You may have read this article thus far and thought, “But, Megan. You have yet to discuss how easy it is to appear fine when suffering from something like depression!” You’re right. I haven’t mentioned depression yet, though I've touched on anxiety and OCD. There are plenty of books that have depression as plot factor that didn’t quite capture -- in my opinion -- the depth of the disease. It felt like these books were missing some facet of depression as a disease or were just diminishing it entirely.
The only title that captured depression well for me was Ned Vizzini’s It’s Kind of a Funny Story. In it, Craig feels the pressure of his fancy school’s workload and the future he’s not sure he’s capable of achieving anymore. He stops eating and sleeping and finally... he becomes overwhelmed by his disease and all of the expectations placed upon him. So he takes himself out on the Brooklyn Bridge, prepared to end it all. Instead of jumping, however, he calls the suicide hotline and -- as a result -- is checked into the hospital for a 72-hour psychiatric hold. His friends don’t visit and he wonders if they were even good friends to begin with. Without all of the distractions of his daily life, though, Craig is finally able to confront his issues head-on.

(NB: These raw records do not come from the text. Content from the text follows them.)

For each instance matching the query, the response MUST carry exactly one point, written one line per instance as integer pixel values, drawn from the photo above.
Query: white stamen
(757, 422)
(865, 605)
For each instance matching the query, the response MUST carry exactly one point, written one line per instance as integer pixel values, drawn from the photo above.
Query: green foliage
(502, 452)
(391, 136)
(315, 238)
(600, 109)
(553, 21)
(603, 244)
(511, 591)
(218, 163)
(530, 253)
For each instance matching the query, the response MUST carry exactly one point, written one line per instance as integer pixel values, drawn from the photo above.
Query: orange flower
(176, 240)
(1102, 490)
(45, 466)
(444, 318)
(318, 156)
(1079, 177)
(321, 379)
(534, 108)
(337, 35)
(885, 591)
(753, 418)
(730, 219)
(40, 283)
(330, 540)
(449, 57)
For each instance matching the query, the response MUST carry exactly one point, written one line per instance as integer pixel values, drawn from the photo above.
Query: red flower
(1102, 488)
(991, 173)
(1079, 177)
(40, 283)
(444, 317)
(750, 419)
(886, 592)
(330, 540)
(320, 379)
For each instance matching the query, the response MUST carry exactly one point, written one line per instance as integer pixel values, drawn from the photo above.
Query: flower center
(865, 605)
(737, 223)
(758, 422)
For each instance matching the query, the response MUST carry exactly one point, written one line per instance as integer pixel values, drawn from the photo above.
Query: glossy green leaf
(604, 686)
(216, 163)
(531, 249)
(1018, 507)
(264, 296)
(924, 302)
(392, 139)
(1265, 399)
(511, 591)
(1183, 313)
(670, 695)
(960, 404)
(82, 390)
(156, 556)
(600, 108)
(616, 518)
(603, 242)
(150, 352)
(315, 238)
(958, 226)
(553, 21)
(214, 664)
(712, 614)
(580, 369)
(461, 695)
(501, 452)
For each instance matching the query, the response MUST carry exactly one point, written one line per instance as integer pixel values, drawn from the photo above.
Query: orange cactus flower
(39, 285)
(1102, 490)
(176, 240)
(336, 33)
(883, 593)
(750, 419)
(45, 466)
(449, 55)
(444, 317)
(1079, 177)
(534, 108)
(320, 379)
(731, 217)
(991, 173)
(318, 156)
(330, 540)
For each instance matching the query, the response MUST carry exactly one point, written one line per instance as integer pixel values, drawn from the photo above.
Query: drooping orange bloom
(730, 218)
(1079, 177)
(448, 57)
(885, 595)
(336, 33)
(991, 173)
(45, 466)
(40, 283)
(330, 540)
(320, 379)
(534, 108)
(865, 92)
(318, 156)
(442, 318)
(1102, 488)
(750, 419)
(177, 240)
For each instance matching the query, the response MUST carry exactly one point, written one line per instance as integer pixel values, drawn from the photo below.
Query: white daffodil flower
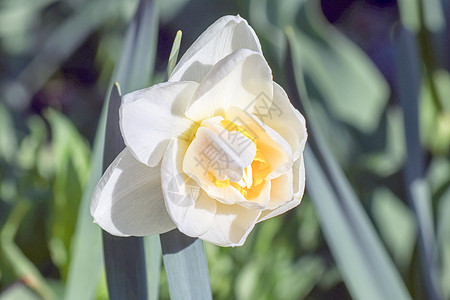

The reason this novel worked so well for me was that the author suffered from depression and suicidal thoughts himself. That sounds awful to say, but I am glad that, while he was alive, he understood what it was like to suffer from these things. I think he did an excellent job of wanting to share the mindset with others. This story's purpose was to remind those suffering from mental illness that they’re not alone, that the pressures of life can sometimes be extremely overwhelming and can often cause you to lose control. He knew that firsthand and though his story ended tragically, hopefully his novel will provide hope and healing for others.
What makes these books I've listed above so special is the fact that they’re aimed at younger readers -- readers who may not know or be able to fully identify what they’re going through or how to deal with it. No book will ever portray mental illness flawlessly or provide an easy solution for every person, but these few books tackle the topic with grace and with class.
When it comes to young adult fiction, it’s important for this demographic of readers to understand that they’re not weird or abnormal because their brains function a bit differently from others'. They need to know that it’s okay -- more than okay, actually -- to discuss how they’re feeling with someone. It's important that these books conveyed the fact that that they don’t have to keep their struggles to themselves. These stories don’t gloss over the obstacles one may face with mental illness, but they do show that it’s possible to live a happy and full life despite your brain chemistry not exactly playing fair with you.
It’s time to break through the stigma of discussing mental health among all literature -- not just young adult -- and getting those who need it the help they deserve. If these few YA novels represent the future of mental health issues in literature, it’s a future I’m greatly looking forward to.